Faire jouer par des instrumentistes de l’ambient music – généralement créée en studio et consommée dans les écouteurs – dans une église où les bancs de prières auront été remplacés par des poufs moelleux. Programmer un tête-à-tête avec une violoncelliste à la manière d’une rave illégale, en prenant le parti de ne divulguer l’adresse de ce concert privé qu’au dernier moment. Écouter une pièce musicale avec un casque VR devant les yeux. Loin de s’effrayer de la tendance expérimentale de la musique contemporaine, Stéphane Roth, directeur du festival Musica, s’en sert pour briser la distance entre le public et les musiciens : « La dimension expérimentale, chez nous c’est la voie d’entrée du public ». Une sélection d’artistes sonores – plutôt que musiciens stricto sensu –,« qui ont biberonné aussi bien la culture digitale que des formes de culture plus traditionnelles et qui mélangent volontiers les codes », lui prête main forte dans sa démarche. Parfait exemple de cet effort pour remodeler le décor classique de l’auditorium, la soirée Hyperconcert, à Strasbourg, mettait à l’honneur l’ensemble L’Imaginaire et l’Hyper duo, deux formations qui se plaisent à saturer l’œil autant que l’ouïe, jusqu’à faire bugger l’un et l’autre.
Décharge post-internet
Des talons rouges, une Alpha Roméo assorti, une waifu – personnage féminin ultra-érotisé de manga – en tenue d’écolière et visée par un laser rouge encore, une mégalopole recouverte par un nuage de pollution, une explosion nucléaire… À grand renfort d’extraits vidéo tendus entre pop culture tokyoïte et documents effondristes, Hibiki Mukai, jeune compositeur japonais de 29 ans, brosse un paysage dystopique sur écran géant pendant que les musiciens de l’ensemble L’Imaginaire tentent, tant bien que mal d’interpréter sa partition folle. Sur un rythme extra-rapide, le clavier (Gille Grimaitre) s’emballe, la flûte (Keiko Murakami) déraille, le saxo (Philippe Koerper) ronfle. La mélodie est parfois frôlée, mais toujours courtoisement rejetée. « On cherche à explorer le zapping auquel forcent les téléphones. La musique traditionnelle avec une arche, un début, un milieu et une fin rendrait moins bien compte de cette frénésie informationnelle », explique Gille Grimaitre. Si ce mélange bariolé et explosif de sons et d’images déroute au départ par sa cacophonie, très vite ce désordre impose son hypnotisme. Le brio d’Hibiki Mukai, absent ce soir-là, est non seulement d’avoir intégré l’influence des réseaux sociaux et de leur contenu imprévisible sur la production de dopamine, mais surtout d’avoir su le retranscrire musicalement. Comme avec un défilé d’images sur TikTok ou Instagram, le cerveau harmonise : la disparité ne l’inquiète pas, tant que la surprise de ce qui arrive en bas de l’écran est renouvelée. « On accepte tout sur internet, ça nous mène à devenir cynique. De l’humour absurde à la plus grande cruauté possible, rien ne nous choque plus », reprend Gilles Grimaitre.

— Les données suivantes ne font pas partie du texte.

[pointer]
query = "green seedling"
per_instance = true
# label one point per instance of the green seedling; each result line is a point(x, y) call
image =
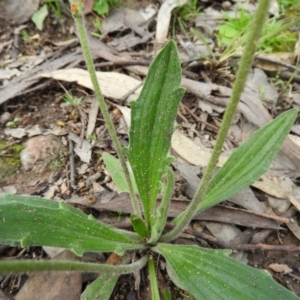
point(97, 24)
point(25, 36)
point(182, 15)
point(203, 273)
point(54, 6)
point(276, 36)
point(13, 123)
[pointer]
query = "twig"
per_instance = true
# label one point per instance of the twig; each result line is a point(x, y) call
point(72, 164)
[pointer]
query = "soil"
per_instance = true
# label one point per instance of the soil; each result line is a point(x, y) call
point(43, 107)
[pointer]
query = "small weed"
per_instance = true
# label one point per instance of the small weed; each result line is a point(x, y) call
point(276, 36)
point(97, 24)
point(25, 36)
point(54, 6)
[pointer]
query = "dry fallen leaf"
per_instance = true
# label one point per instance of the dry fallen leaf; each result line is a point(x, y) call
point(280, 268)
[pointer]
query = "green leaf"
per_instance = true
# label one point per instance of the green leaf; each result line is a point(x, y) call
point(152, 124)
point(153, 280)
point(248, 162)
point(101, 7)
point(101, 288)
point(113, 166)
point(139, 226)
point(167, 294)
point(33, 221)
point(39, 17)
point(211, 274)
point(158, 221)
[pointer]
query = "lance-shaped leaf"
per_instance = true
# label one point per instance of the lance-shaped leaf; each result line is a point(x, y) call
point(159, 219)
point(33, 221)
point(152, 124)
point(249, 161)
point(211, 274)
point(113, 166)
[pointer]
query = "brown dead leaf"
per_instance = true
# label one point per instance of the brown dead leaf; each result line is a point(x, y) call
point(268, 61)
point(53, 285)
point(280, 268)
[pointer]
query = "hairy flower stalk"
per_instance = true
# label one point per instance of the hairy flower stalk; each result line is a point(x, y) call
point(77, 8)
point(245, 64)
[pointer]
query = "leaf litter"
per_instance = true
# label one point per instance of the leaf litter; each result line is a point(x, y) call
point(270, 206)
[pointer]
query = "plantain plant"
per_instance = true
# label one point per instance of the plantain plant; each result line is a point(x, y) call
point(204, 273)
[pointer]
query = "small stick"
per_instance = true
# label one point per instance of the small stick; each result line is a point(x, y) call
point(72, 164)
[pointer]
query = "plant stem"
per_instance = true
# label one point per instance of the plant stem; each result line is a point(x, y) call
point(20, 266)
point(241, 77)
point(76, 8)
point(153, 280)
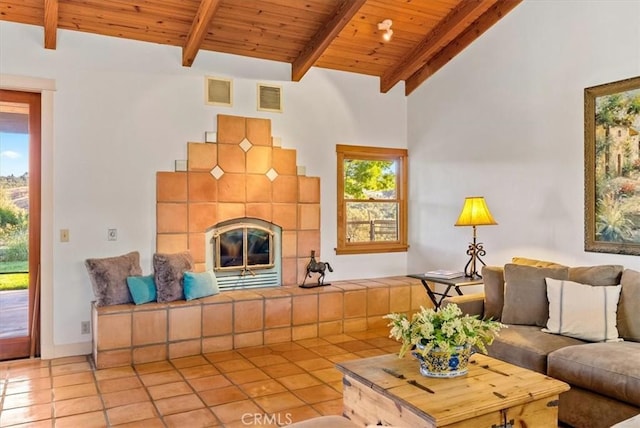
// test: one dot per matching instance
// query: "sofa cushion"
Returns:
(493, 279)
(527, 346)
(109, 277)
(596, 275)
(582, 311)
(168, 271)
(629, 306)
(612, 369)
(525, 293)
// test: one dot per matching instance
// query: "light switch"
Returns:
(112, 234)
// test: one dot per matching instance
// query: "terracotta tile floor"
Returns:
(261, 386)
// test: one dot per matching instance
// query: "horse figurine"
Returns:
(317, 267)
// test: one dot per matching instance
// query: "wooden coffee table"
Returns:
(388, 390)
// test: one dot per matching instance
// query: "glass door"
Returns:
(19, 224)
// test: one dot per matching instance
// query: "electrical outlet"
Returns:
(85, 327)
(112, 234)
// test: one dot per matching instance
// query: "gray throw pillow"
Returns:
(169, 271)
(109, 277)
(629, 306)
(525, 293)
(596, 275)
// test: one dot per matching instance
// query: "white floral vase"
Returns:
(437, 363)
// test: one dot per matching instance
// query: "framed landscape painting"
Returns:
(612, 167)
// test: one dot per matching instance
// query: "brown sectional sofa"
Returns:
(604, 376)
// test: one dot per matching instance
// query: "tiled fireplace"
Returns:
(241, 176)
(245, 178)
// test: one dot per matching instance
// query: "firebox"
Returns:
(244, 253)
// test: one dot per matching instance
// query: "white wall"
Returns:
(505, 119)
(124, 110)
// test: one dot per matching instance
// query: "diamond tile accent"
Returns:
(217, 172)
(272, 174)
(245, 145)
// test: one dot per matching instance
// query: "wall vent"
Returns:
(269, 98)
(218, 91)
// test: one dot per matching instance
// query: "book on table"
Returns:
(444, 273)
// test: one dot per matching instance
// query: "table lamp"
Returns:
(475, 213)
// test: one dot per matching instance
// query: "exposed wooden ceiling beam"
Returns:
(198, 30)
(50, 23)
(447, 30)
(490, 17)
(323, 38)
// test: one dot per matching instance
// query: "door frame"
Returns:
(25, 346)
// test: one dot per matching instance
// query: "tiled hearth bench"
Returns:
(129, 334)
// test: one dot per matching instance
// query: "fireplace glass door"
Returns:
(243, 247)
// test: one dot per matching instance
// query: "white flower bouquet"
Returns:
(445, 329)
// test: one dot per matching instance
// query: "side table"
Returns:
(455, 283)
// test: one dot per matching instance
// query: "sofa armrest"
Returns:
(472, 304)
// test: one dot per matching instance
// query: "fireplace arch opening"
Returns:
(244, 253)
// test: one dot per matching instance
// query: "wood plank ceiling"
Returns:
(335, 34)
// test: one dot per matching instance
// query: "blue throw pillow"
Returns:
(200, 284)
(142, 289)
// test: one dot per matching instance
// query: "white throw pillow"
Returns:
(582, 311)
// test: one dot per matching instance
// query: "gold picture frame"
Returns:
(612, 167)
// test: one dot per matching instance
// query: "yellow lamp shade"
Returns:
(475, 213)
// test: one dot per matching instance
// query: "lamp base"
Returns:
(474, 252)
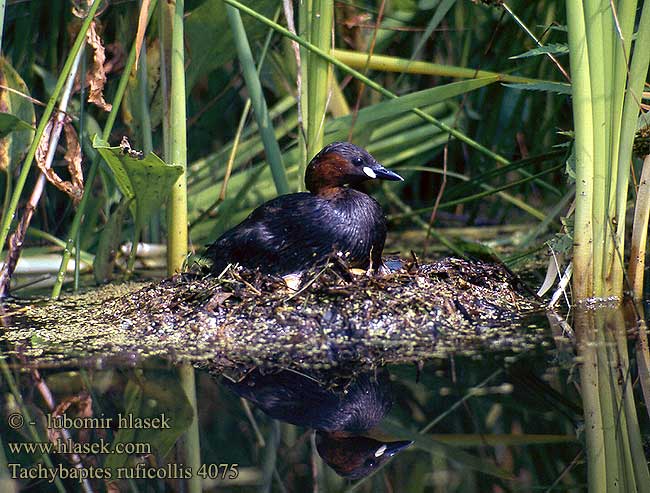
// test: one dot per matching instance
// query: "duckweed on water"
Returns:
(451, 305)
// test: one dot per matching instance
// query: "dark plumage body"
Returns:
(340, 419)
(294, 232)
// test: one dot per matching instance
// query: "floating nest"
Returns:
(244, 317)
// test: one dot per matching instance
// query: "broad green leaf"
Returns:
(556, 87)
(148, 180)
(553, 49)
(152, 397)
(338, 129)
(14, 146)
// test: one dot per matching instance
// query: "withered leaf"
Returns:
(74, 187)
(96, 77)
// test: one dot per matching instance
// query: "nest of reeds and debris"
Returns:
(243, 316)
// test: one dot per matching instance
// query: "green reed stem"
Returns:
(584, 151)
(108, 127)
(264, 123)
(358, 75)
(22, 178)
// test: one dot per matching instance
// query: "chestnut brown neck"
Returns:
(326, 175)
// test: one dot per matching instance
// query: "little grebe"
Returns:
(294, 232)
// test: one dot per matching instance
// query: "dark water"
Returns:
(485, 419)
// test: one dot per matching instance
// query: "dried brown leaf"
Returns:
(96, 77)
(73, 158)
(73, 188)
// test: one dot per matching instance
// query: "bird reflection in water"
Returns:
(341, 416)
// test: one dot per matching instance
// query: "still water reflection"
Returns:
(488, 419)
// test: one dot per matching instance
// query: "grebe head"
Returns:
(343, 163)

Le faux moi est un moment du vrai
Unconney Valley : « sentiment de malaise face à un robot ou une représentation humanoïde ressemblant trop à un être humain » (Wiktionnaire) C’est sur cette anxiété ressentie face à l’usurpation de l’identité humaine par un non-vivant animé que joue Daniel Sea, autre artiste sonore au programme de la soirée. Dans sa pièce Toxi Box, les musiciens de L’Imaginaire se dédoublent. Derrière eux, leurs avatars 3D et nus grimacent – bouche grande ouverte, comme si les notes sortaient directement de leurs amygdales. Les instrumentistes ne sont plus les seuls passeurs du signal sonore : leurs corps sont mis en jeu à l’écran dans un système audiovisuel interactif où les touches du clavier activent des spasmes sur ces personas virtuels. « C’est absurde mais c’est un peu la tête qu’on fait lorsqu’on est absorbé par un écran. » Trois ans durant, Daniel Zea, Suisse d’origine colombienne, titulaire d’une formation en design industriel à l’Université Javeriana, a travaillé à l’application qui permet d'intégrer les bustes scannés des interprètes. À l’heure du métavers, nos identités sont plus que jamais appelées à s’incarner trait pour trait dans des formes digitales, au risque de confondre les deux. Si le compositeur et créateur vidéo avait la toxicité des postes télé dans le viseur lorsqu’il a créé sa pièce, elle souligne de manière plus générale l’aspect illusoire des écrans qui font diversion en divertissant et cachent en montrant.
> Le festival Musica, jusqu'au 6 novembre 2022, à Strasbourg et à Nancy.